The news also comes two days after OpenAI, the company behind Microsoft's artificial intelligence technology and the creator of ChatGPT, unveiled its next-generation model, GPT-4. The update has stunned many users in early tests and a company demo with its ability to draft lawsuits, pass standardized exams and build a working website from a hand-drawn sketch.

OpenAI said it added more "guardrails" to keep conversations on track and has worked to make the tool less biased. But the update, and the moves by larger tech companies to integrate this technology, could add to challenging questions around how AI tools can upend professions, enable students to cheat, and shift our relationship with technology. Microsoft's new Bing browser has already been using GPT-4, for better or worse.

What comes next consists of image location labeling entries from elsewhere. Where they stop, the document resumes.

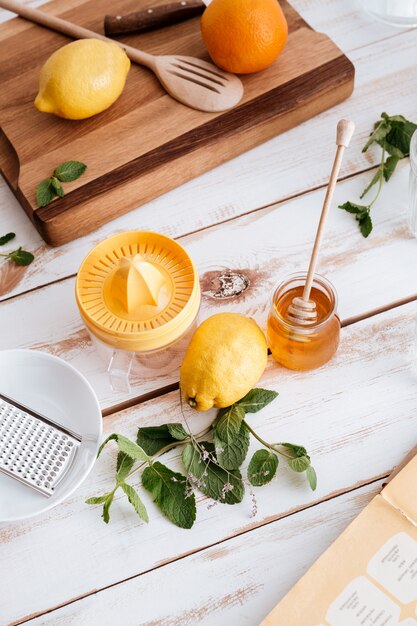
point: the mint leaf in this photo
(106, 507)
(170, 492)
(228, 422)
(21, 257)
(393, 150)
(262, 467)
(97, 499)
(399, 137)
(123, 467)
(127, 446)
(211, 479)
(365, 224)
(135, 501)
(312, 477)
(294, 449)
(362, 216)
(69, 171)
(389, 166)
(231, 454)
(177, 431)
(59, 190)
(356, 209)
(45, 192)
(380, 131)
(256, 400)
(154, 438)
(299, 464)
(6, 238)
(376, 178)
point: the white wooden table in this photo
(255, 215)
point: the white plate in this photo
(52, 387)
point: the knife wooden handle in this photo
(155, 17)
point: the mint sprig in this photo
(19, 256)
(51, 187)
(393, 134)
(212, 467)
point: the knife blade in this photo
(153, 17)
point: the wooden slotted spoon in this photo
(195, 83)
(302, 310)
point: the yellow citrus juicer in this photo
(139, 295)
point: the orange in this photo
(244, 36)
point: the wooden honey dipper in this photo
(302, 310)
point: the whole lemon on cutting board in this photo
(225, 359)
(244, 36)
(82, 79)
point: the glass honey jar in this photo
(302, 347)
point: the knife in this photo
(151, 18)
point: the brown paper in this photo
(368, 576)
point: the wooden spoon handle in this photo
(155, 17)
(345, 130)
(72, 30)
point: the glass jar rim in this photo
(318, 281)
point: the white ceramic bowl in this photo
(52, 387)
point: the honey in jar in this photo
(301, 347)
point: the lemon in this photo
(225, 359)
(82, 78)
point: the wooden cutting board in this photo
(146, 143)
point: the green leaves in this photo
(127, 446)
(229, 421)
(19, 256)
(69, 171)
(154, 438)
(135, 501)
(299, 462)
(256, 400)
(231, 453)
(393, 134)
(123, 467)
(171, 493)
(211, 479)
(262, 467)
(51, 187)
(311, 477)
(45, 192)
(106, 507)
(6, 238)
(210, 466)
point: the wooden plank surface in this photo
(356, 415)
(261, 566)
(262, 176)
(148, 143)
(346, 414)
(262, 248)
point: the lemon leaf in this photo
(256, 399)
(231, 454)
(154, 438)
(171, 493)
(69, 171)
(6, 238)
(214, 481)
(262, 467)
(45, 192)
(135, 501)
(228, 422)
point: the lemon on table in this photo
(225, 359)
(82, 79)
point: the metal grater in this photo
(34, 449)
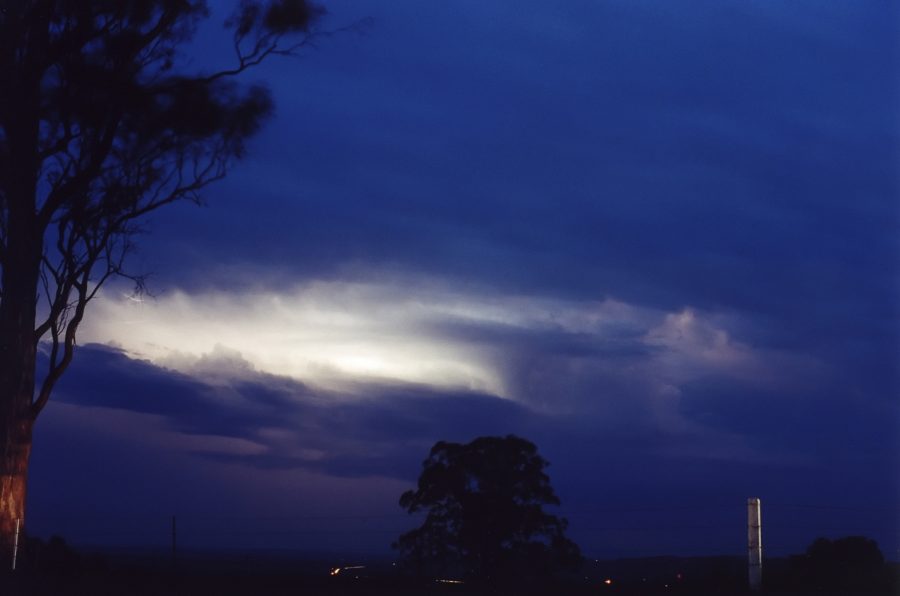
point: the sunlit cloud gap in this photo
(335, 333)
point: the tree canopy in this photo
(101, 123)
(484, 504)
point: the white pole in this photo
(16, 544)
(754, 543)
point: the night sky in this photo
(659, 239)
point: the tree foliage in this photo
(100, 124)
(853, 564)
(484, 504)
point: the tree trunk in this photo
(21, 267)
(13, 485)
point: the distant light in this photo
(337, 570)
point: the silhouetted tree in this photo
(849, 565)
(100, 125)
(484, 503)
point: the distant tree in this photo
(852, 564)
(484, 503)
(100, 124)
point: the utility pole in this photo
(754, 543)
(174, 546)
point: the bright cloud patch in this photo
(540, 351)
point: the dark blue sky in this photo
(658, 239)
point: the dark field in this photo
(276, 574)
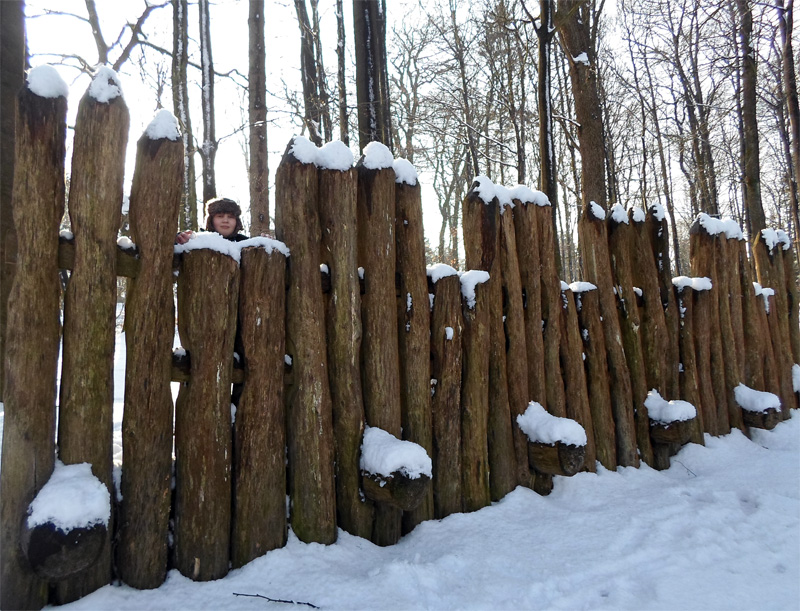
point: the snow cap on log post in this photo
(32, 357)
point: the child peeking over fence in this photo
(224, 217)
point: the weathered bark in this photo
(337, 213)
(413, 328)
(597, 270)
(208, 283)
(149, 330)
(309, 420)
(446, 359)
(258, 523)
(31, 358)
(87, 387)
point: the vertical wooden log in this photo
(482, 226)
(587, 305)
(208, 287)
(337, 213)
(446, 331)
(414, 323)
(475, 394)
(516, 349)
(619, 240)
(149, 330)
(309, 420)
(259, 448)
(87, 380)
(31, 357)
(380, 364)
(597, 270)
(572, 368)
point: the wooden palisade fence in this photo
(341, 327)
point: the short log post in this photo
(380, 361)
(259, 446)
(587, 305)
(149, 331)
(475, 398)
(596, 264)
(33, 337)
(208, 288)
(481, 221)
(572, 368)
(414, 339)
(619, 240)
(309, 419)
(446, 332)
(516, 349)
(337, 214)
(87, 380)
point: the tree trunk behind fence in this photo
(482, 251)
(309, 419)
(380, 360)
(597, 270)
(577, 396)
(149, 331)
(31, 357)
(516, 349)
(413, 324)
(337, 211)
(587, 304)
(87, 379)
(446, 401)
(259, 443)
(475, 402)
(619, 240)
(208, 288)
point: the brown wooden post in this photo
(149, 331)
(309, 419)
(380, 360)
(516, 349)
(259, 442)
(475, 393)
(619, 240)
(597, 270)
(414, 339)
(482, 251)
(33, 336)
(208, 288)
(337, 213)
(587, 305)
(572, 368)
(446, 331)
(87, 380)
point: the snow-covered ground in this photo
(719, 530)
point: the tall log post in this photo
(87, 380)
(414, 323)
(258, 521)
(380, 360)
(596, 264)
(309, 419)
(446, 330)
(337, 213)
(149, 331)
(516, 349)
(587, 305)
(482, 251)
(475, 399)
(31, 357)
(208, 287)
(619, 240)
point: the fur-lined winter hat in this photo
(223, 205)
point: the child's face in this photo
(224, 224)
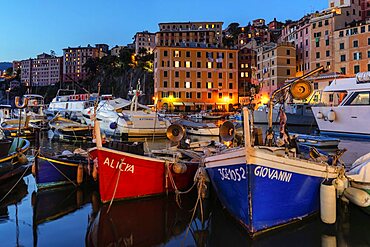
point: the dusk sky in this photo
(31, 27)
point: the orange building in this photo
(195, 78)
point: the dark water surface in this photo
(75, 217)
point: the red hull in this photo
(124, 175)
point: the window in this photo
(356, 69)
(357, 56)
(187, 84)
(359, 98)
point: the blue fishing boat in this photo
(265, 187)
(63, 169)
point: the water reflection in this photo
(144, 222)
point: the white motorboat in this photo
(203, 129)
(352, 115)
(122, 118)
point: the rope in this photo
(24, 173)
(115, 188)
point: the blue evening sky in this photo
(31, 27)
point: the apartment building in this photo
(144, 40)
(275, 64)
(352, 49)
(190, 34)
(188, 79)
(75, 57)
(45, 70)
(247, 62)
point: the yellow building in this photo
(195, 78)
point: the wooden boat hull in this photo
(124, 175)
(268, 191)
(53, 171)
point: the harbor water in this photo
(75, 217)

A Microsoft spokesperson said 365 users accessing the new AI tools should be reminded the technology is a work in progress and information will need to be double checked. Although OpenAI has made vast improvements to its latest model, GPT-4 has similar limitations to previous versions. The company said it can still make "simple reasoning errors" or be "overly gullible in accepting obvious false statements from a user," and does not fact check.

Still, Microsoft believes the changes will improve the experience of people at work in a significant way by allowing them to do tasks easier and less tedious, freeing them up to be more analytical and creative.

The technology is in its early days still and I don't make any claim to fully understanding any of it.

I've played around with ChatGPT a bit, wondering if it could replace bloggers. Its integration into Microsoft and Google's applications makes it more plausible; I'd be surprised if WordPress doesn't follow suit. While I don't think it will replace the analysis that the best bloggers bring to the table, it could certainly speed up the tedious work of linking to and aggregating sources to make getting to that part of more efficient.

Those of us in the academy have been wrestling with the implications for student evaluation. If artificial intelligence—or machine learning, or whatever you want to call it—is already at the point where it can mimick an average student response to an example question or essay prompt, how do we handle that? Do we try to "ChatGPT-proof" our questions? Or do we simply treat that technology as another tool students can use—akin to spelling and grammar checkers or bibliography-generating tools—and bake it into the assignment structure somehow? If even Microsoft Word has that technology built in, the latter would seem almost required.